Luckily, Poland is siding with the rest of Europe against Russia (and Hungary, too). This is the perfect time to push for Poland to reform its illiberal tendencies, while also pushing it away from Hungary. With the Polish government divided internally but united against Russia, the EU should use this moment to both isolate Hungary and reform Poland.
Polish President Andrzej Duda has worked to bring Poland back to moderation from its right-wing extremism. Europe should work with him to bring reform to his country. It could help reform the rest of Europe as well.
Use It or Lose It
Neither of these reforms will be easy, nor can they be completed quickly. Progress towards these reforms must start now, while European capitals are receptive to acting together towards their common goal of stopping Russia.

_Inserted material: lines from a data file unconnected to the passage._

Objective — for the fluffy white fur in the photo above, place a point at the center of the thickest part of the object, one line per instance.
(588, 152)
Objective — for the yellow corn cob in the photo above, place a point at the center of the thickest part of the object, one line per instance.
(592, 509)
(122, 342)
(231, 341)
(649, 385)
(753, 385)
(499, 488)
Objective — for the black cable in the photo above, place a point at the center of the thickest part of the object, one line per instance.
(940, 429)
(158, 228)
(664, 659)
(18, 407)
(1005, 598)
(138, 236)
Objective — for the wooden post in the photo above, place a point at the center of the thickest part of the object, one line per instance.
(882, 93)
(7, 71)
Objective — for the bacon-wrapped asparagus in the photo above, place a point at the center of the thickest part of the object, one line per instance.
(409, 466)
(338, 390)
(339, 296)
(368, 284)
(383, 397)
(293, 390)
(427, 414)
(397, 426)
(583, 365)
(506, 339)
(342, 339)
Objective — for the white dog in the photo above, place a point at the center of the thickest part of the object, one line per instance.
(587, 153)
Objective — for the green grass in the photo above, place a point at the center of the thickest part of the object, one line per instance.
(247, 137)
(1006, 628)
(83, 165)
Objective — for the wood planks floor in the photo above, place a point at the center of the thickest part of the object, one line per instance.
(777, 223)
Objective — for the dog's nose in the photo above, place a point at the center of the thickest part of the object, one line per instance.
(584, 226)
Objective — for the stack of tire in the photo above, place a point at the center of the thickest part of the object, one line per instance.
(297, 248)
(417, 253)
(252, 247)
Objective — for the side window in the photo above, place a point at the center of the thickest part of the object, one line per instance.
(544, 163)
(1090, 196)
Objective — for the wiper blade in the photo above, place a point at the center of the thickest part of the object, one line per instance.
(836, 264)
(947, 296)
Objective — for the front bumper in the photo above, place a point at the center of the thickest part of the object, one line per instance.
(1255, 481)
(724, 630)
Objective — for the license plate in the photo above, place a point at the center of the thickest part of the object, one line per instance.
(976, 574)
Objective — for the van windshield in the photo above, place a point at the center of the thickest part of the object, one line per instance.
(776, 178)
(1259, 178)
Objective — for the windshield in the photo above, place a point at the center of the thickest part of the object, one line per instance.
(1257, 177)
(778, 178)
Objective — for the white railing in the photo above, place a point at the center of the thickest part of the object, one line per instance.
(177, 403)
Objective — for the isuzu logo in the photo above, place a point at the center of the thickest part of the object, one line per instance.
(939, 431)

This moment is finite and precarious, especially given Hungary’s opposition to European unity. If the EU does not use this opportunity, then it will lose it. Not only would this be a shame for Europe, but for the world that hopes for a stronger and more collaborative Europe that can better defend itself.
Sophie Boulter is a regular Review contributor and an incoming graduate student at the University of Cambridge. She graduated from Xavier University with degrees in Political Science and Philosophy.